Perdagangan spesies hiu dan pari di Indonesia jadi bisnis menggiurkan karena tidak pernah sepi dari permintaan. Perbedaan data ekspor lintas lembaga, pengawasan yang minim dan penyelundupan menjadi masalah utama. Penelusuran Mongabay Indonesia dari Januari-April 2023 menemukan praktik ini marak terjadi di pelabuhan-pelabuhan Pulau Jawa. 

Setiap hari pelabuhan-pelabuhan di pantai utara Jawa selalu ramai dengan bongkar muat ikan dari kapal-kapal hasil tangkapan. Mulai dari Pelabuhan Perikanan Nusantara (PPN) Brondong di Kabupaten Lamongan, Jawa Timur, Pelabuhan Perikanan Pantai (PPP) Tasikagung di Rembang, Pelabuhan Perikanan Bajomulyo di Pati, hingga Pelabuhan Perikanan Tegalsari di Kota Tegal. Ratusan hiu dan pari didaratkan di pelabuhan secara terbuka. 

Hiu martil (Sphyrna zygaena, Sphyrna lewini, Sphyrna mokarran), hiu lanjaman (Carcharhinus falciformis), pari kupu-kupu (Rhynchobatus palpebratus dan Rhynchabatus springeri), dan pari gitar (Rhina ancylostoma, Glaucostegus typus, dan Glaucostegus thouin) menjadi target perdagangan illegal. Padahal mereka masuk dalam daftar spesies yang terancam punah dalam daftar Apendiks II CITES. Artinya, spesies ini rentan atau terancam punah bila perdagangan terus dilakukan. 

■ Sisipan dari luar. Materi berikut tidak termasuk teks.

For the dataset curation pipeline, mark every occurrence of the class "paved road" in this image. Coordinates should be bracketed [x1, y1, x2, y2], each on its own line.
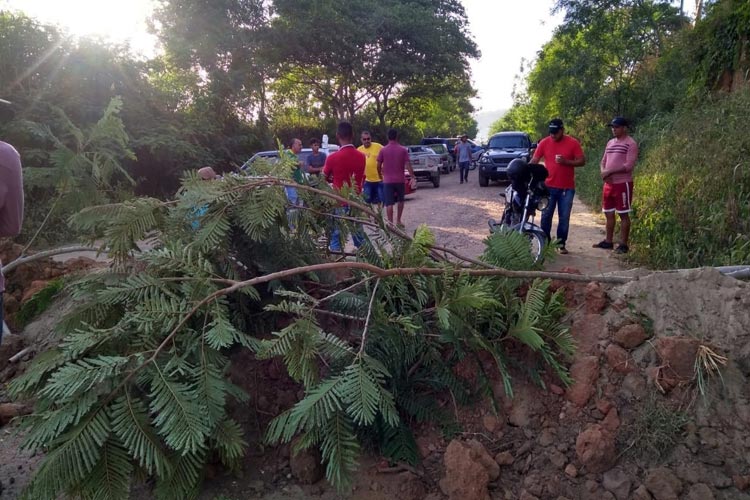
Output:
[403, 170, 625, 274]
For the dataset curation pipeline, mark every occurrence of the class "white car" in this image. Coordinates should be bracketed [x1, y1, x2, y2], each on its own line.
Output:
[406, 145, 443, 188]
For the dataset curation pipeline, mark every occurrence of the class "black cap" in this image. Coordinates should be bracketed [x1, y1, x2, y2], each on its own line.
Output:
[549, 118, 563, 134]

Pekerja memotong sirip hiu di Pelabuhan Brondong, Kabupaten Lamongan, Jawa Timur, 23 Februari 2023. Foto: A. Asnawi/ Mongabay Indonesia

Sebetulnya, pemerintah Indonesia mengontrol penangkapan dan pemanfaatan hiu dan pari melalui Peraturan Menteri Kelautan dan Perikanan Nomor 61 Tahun 2018. Peraturan ini mengatur terkait penangkapan, pemeliharaan dan perdagangan spesies-spesies yang terancam punah yang masuk dalam CITES. Sehingga para pedagang harus mendapatkan surat rekomendasi dalam penangkapan, perdagangan dan pemeliharaan. Jika tidak, maka itu tindakan ilegal. 

Setiap bisnis yang ingin mengekspor spesies ini juga harus memiliki surat izin pemanfaatan jenis ikan (SIPJI) atau surat angkutan jenis ikan (SAJI). Pedagang pun memiliki kuota jumlah yang dapat mereka ekspor. Hasil temuan Mongabay, regulasi-regulasi ini tidak berjalan dengan baik. Banyak penyelundupan terjadi.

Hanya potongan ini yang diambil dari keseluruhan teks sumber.